Impact économique mondial et performance de la CEDEAO
Le premier chapitre du rapport se penche sur les conséquences de la pandémie de COVID-19 et du conflit Russie-Ukraine, qui ont causé une forte inflation et une contraction de la croissance mondiale à 1,7 % en 2023. En revanche, la CEDEAO a enregistré une croissance modeste de 3,9 % la même année. Cependant, cette dynamique a été entachée par des pressions inflationnistes, particulièrement dans les pays à faible revenu, où les prix des denrées alimentaires et de l’énergie ont fortement augmenté. Le rapport s’intéresse aussi aux performances économiques de la région entre 2010 et 2022. Il met en lumière les fluctuations de la croissance, influencées par des crises sanitaires telles que l’épidémie d’Ebola et la pandémie de COVID-19, ainsi que des chocs économiques comme la chute des prix du pétrole. La croissance régionale, qui avait chuté à -0,6 % en 2016, a rebondi à 3,9 % en 2022, marquant une reprise après la pandémie. Les prévisions pour 2024 restent optimistes, avec un PIB régional attendu en hausse de 4,1 %, soutenu par des pays comme le Bénin, la Côte d’Ivoire et le Sénégal. Toutefois, des risques persistent en raison de l’instabilité politique, des coups d’État et des sanctions, susceptibles d’affecter cette croissance. L’inflation devrait progressivement diminuer, passant de 18,8 % en 2023 à 11,9 % en 2025, bien que des pays comme le Ghana continuent de faire face à des niveaux d’inflation élevés.
De de la paix et de la sécurité
Le troisième chapitre du rapport aborde les défis de paix et de sécurité, éléments essentiels au développement socio-économique de la région. Bien que la CEDEAO ait fait de la paix un objectif stratégique, la région est confrontée à une montée des tensions politiques et sécuritaires. Depuis 2021, plusieurs pays, dont le Mali, la Guinée, le Burkina Faso et le Niger, ont été secoués par des coups d’État et des crises politiques, exacerbant les menaces sécuritaires. Les tensions se manifestent également dans le Golfe de Guinée, où la piraterie coûte annuellement près de 1,94 milliard de dollars aux États affectés.

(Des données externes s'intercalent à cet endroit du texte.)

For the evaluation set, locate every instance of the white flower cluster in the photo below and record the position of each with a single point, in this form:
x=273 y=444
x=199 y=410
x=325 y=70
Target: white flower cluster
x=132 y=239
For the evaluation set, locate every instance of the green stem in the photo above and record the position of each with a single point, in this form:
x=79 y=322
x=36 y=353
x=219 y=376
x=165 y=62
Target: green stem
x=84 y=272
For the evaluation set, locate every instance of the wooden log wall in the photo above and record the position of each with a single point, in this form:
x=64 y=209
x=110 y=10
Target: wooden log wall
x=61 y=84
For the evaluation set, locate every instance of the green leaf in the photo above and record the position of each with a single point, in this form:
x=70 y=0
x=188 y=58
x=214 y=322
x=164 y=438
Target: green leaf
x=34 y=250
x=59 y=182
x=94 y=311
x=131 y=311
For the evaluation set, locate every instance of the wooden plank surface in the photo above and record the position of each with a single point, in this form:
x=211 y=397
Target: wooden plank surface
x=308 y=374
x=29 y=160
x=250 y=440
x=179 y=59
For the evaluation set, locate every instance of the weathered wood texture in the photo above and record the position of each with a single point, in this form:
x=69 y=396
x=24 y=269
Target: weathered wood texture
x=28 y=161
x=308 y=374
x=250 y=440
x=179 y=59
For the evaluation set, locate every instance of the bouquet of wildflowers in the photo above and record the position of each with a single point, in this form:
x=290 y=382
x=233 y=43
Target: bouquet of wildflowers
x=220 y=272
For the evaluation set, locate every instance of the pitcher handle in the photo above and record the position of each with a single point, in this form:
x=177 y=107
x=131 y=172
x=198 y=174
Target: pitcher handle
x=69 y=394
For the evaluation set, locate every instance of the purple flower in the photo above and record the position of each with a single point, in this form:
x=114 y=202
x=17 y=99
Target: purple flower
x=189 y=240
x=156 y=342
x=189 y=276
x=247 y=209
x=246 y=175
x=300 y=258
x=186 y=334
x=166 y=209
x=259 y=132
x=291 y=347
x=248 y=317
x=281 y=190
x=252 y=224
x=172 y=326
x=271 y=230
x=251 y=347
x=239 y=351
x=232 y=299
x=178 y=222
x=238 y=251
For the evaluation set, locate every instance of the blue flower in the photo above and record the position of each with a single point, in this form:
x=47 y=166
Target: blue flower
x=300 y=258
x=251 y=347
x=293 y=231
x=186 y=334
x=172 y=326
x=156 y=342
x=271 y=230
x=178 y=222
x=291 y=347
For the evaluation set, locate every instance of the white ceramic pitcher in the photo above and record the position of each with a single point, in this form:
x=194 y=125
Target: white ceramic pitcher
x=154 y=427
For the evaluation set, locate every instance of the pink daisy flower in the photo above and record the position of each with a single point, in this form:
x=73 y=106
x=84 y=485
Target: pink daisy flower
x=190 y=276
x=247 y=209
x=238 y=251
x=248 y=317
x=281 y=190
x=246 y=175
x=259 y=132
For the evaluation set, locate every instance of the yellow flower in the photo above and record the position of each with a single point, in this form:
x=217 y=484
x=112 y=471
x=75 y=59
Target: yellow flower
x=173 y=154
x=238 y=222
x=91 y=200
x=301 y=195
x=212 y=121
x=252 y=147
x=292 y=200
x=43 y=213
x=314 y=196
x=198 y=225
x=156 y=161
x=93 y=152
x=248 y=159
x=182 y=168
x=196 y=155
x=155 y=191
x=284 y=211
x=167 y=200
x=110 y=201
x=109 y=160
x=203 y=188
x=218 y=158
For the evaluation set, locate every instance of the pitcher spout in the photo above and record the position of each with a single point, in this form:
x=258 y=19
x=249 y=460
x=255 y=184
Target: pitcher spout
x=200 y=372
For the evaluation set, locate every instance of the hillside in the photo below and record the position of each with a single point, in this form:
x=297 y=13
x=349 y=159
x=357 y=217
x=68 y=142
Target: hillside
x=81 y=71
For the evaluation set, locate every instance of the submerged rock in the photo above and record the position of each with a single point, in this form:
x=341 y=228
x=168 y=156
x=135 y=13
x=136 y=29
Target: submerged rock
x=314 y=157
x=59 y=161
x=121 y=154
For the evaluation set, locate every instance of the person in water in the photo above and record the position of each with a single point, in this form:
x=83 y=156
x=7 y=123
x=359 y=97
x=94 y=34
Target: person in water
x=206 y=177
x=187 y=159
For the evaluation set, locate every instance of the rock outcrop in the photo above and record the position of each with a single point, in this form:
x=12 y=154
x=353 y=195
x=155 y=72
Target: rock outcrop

En 2022, l’indice moyen de paix dans la région a dégradé, signalant une hausse des tensions. Des pays comme le Burkina Faso, le Mali, le Niger et le Nigéria restent particulièrement vulnérables face aux menaces du terrorisme et aux violences civiles, tandis que des États comme la Gambie, la Côte d’Ivoire et le Ghana bénéficient d’une stabilité relative. L’insécurité a conduit à des déplacements massifs, affectant plus de six millions de personnes en 2022, dont une majorité de déplacés internes. Les conséquences de cette instabilité se répercutent sur des secteurs vitaux tels que l’éducation et la santé, avec des fermetures massives d’écoles et de centres de santé dans des pays comme le Burkina Faso, le Mali et le Niger. Le rapport appelle ainsi à une coopération accrue et à des réformes sécuritaires pour assurer une paix durable et soutenir les aspirations de développement économique de la CEDEAO.